The Spice of death: new drug is legal, addictive and deadly
It began with the quick snick of a lighter, a flame drawn into a small amount of innocent looking herbs and an inhale that led thick white fingers of poisonous smoke pouring into the lungs of a young man filled with promise.
And in that one moment, youth quickly fled replaced by an addiction so strong it nearly ruined one life, destroyed a family and severed life-long relationships.
“It took just that one first hit and I was hooked,” said the now 23-year-old, who, for the purposes of anonymity to protect both himself and his family, will be identified as “James,” which is not his real name.
What James smoked that fateful day is what is commonly referred to as The Spice, Potpourri or Incense and it can be bought legally in stores across the Northern Neck and Middle Peninsula.
According to the National Institute on Drug Abuse, Spice “refers to a wide variety of herbal mixtures that produce experiences similar to marijuana and that are marketed as ‘safe,’ legal alternatives to that drug.”
The products are sold at gas stations, tobacco stores and other retail outfits under many names, including K2, fake weed, Yucatan Fire, Skunk, Moon Rocks and others. They are labeled “not
for human consumption.” The products contain dried, shredded plant material and chemical additives that are responsible for intense mind-altering effects.
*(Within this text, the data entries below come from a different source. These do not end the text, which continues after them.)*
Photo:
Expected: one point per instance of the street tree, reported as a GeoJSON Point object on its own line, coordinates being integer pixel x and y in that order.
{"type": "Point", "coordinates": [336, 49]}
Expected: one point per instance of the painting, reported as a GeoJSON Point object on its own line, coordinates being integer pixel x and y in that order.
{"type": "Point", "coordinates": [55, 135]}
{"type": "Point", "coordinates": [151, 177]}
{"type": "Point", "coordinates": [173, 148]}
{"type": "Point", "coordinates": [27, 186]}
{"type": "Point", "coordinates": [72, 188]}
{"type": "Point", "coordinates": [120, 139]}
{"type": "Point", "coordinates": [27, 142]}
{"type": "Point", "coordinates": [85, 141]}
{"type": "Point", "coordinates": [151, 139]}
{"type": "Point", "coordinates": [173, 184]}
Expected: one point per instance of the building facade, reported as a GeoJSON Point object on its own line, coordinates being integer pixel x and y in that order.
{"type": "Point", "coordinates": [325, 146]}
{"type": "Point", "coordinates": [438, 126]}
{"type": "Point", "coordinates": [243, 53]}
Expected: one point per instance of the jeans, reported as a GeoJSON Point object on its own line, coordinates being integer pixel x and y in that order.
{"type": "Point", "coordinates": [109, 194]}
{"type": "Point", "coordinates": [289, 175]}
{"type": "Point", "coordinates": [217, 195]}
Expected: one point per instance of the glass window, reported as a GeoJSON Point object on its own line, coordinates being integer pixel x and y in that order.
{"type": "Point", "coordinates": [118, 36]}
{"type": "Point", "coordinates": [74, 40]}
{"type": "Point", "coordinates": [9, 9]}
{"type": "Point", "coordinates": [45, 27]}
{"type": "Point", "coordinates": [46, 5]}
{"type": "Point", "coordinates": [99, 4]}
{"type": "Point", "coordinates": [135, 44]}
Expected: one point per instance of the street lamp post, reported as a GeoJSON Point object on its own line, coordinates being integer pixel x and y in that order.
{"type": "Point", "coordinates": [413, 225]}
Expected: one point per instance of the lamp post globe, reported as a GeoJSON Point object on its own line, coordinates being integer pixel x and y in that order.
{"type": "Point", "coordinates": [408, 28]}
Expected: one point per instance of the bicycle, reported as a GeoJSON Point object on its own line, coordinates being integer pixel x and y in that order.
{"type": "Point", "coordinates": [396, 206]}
While little medical or scientific data is available as to the short or long term effects on the human brain, the substance is filled with chemicals suspected to be toxic, containing heavy metal residues and increasing amounts of toxic additives that constantly change in order to evade being labeled as a narcotic by the Drug Enforcement Agency.
For James, the effects need no data to prove how dangerous Spice is. The proof is in the complete downward spiral his life took since that first inhale.